The way project owners evaluate and manage risks on construction projects and make fiscally responsible decisions to ensure timely project completion are crucial to their success. Since private owners cannot afford to gamble on a contractor whose reliability is uncertain or who could end up bankrupt halfway through the job, a surety bond is a great safety net for the investment.
Contract (or corporate) surety bonds provide financial security and construction assurance for building and construction projects by assuring the project owner (obligee) that the contractor (principal) will perform the work and compensate certain subcontractors, laborers and material suppliers, as outlined via their contract.
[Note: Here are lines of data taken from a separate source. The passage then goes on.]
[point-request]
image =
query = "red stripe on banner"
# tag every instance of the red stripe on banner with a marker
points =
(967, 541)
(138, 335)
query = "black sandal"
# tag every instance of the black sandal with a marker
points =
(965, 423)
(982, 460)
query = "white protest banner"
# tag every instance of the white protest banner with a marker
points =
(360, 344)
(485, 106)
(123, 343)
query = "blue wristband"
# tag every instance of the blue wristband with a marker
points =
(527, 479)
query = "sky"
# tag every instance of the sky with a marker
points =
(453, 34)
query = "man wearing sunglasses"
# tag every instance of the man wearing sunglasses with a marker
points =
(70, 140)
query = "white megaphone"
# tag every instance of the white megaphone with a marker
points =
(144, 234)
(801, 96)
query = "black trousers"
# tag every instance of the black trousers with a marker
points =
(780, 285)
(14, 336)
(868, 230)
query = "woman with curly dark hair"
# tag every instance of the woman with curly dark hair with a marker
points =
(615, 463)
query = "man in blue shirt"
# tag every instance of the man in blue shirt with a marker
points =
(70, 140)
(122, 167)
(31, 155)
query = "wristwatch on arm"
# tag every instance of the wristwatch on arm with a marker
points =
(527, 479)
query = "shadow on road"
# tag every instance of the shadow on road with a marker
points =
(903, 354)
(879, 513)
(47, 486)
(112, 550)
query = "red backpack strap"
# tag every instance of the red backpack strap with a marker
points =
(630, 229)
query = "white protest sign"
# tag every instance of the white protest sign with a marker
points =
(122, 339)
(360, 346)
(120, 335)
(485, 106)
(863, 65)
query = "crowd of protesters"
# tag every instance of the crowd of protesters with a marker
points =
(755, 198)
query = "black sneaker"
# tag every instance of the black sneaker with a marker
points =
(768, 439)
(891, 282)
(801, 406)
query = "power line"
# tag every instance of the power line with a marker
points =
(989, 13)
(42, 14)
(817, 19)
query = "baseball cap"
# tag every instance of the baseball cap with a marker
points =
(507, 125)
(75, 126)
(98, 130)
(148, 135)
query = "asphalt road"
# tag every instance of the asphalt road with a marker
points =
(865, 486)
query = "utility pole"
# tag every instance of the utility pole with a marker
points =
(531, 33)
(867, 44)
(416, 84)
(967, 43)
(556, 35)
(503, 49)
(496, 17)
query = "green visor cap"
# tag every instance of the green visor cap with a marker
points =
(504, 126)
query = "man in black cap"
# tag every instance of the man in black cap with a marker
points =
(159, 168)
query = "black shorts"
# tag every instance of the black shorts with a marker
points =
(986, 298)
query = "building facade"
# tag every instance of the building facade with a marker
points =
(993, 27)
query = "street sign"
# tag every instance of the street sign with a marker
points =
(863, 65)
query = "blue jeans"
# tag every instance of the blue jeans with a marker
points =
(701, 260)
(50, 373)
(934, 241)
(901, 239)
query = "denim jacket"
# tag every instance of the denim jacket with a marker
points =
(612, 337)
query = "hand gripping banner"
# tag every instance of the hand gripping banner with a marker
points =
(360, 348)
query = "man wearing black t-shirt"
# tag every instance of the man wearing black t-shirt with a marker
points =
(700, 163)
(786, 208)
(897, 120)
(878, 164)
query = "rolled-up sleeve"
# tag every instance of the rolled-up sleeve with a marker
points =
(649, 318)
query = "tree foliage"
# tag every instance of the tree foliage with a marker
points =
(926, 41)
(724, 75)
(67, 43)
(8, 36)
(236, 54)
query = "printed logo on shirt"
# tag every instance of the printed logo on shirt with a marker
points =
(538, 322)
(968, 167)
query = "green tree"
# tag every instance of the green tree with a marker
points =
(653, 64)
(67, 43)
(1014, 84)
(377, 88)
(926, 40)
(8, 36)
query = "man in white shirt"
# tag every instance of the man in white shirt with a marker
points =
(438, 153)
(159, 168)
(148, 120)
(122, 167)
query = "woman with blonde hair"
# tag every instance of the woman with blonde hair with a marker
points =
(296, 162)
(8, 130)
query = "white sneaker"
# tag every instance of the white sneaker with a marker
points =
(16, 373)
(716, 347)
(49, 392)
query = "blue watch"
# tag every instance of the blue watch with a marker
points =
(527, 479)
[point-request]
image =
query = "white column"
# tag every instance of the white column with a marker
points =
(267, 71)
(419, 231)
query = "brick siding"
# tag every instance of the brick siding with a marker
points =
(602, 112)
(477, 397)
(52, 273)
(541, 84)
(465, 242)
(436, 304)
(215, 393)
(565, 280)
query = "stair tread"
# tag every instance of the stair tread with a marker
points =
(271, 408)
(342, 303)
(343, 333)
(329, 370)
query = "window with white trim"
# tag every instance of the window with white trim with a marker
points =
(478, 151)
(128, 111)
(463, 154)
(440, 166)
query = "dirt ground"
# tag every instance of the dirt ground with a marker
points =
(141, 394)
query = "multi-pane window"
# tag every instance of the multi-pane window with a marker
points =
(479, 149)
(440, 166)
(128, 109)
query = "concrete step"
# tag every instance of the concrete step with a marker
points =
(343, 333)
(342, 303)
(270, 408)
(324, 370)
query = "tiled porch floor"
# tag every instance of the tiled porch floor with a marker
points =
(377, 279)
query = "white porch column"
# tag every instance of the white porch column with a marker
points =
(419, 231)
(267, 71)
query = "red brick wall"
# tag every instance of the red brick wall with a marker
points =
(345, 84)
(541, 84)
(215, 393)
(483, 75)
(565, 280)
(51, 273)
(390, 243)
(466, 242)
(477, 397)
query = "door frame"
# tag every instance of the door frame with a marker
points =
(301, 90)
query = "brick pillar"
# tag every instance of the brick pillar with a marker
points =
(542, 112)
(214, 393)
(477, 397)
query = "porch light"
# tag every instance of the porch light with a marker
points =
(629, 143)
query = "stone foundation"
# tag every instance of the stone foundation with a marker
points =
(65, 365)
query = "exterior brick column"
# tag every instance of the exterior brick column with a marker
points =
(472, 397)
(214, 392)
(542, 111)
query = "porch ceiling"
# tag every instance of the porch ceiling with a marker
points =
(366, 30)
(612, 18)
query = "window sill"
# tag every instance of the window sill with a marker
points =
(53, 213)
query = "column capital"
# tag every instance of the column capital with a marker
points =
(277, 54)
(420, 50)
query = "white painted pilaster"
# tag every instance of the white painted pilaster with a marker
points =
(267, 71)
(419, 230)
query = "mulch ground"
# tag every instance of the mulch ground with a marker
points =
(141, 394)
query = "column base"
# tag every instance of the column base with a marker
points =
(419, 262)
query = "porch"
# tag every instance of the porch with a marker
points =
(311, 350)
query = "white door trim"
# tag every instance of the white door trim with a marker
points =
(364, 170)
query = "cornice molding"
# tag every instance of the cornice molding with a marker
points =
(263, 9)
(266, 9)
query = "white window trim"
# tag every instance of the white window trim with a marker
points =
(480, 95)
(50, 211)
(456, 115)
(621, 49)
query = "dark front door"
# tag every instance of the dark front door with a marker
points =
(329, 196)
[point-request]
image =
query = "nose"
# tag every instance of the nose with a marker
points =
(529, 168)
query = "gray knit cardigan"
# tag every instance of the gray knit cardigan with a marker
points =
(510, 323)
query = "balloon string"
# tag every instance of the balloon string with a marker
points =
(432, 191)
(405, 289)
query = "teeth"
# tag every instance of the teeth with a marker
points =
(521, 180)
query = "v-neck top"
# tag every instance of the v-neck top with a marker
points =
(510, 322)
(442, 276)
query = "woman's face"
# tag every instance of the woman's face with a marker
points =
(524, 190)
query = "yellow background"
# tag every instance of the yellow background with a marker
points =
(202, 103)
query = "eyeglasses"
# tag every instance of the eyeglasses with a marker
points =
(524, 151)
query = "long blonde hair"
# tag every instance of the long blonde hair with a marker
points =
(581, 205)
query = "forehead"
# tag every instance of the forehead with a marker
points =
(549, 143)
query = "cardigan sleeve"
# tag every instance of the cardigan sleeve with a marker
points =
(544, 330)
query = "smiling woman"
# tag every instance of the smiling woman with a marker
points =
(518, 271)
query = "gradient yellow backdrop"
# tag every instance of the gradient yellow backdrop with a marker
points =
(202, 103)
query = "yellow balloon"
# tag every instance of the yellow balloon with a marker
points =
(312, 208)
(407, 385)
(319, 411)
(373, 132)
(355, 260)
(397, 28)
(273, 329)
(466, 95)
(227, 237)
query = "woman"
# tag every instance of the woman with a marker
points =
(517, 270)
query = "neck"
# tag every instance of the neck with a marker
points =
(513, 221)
Contract surety bonds include the following:
- Bid bonds provide financial assurance that the bid has been submitted in good faith and that the contractor intends to enter into the contract at the price bid and provide the required performance and payment bonds.
- Performance bonds protect the owner from financial loss should the contractor fail to perform the contract in accordance with its terms and conditions.
- Payment bonds guarantee that the contractor will pay certain subcontractors, laborers and material suppliers associated with the project.
- Maintenance bonds guarantee against defective workmanship or materials for a specified period.
- Subdivision bonds make guarantees to cities, counties or states that the principal will finance and construct certain improvements such as streets, sidewalks, curbs, gutters, sewers and drainage.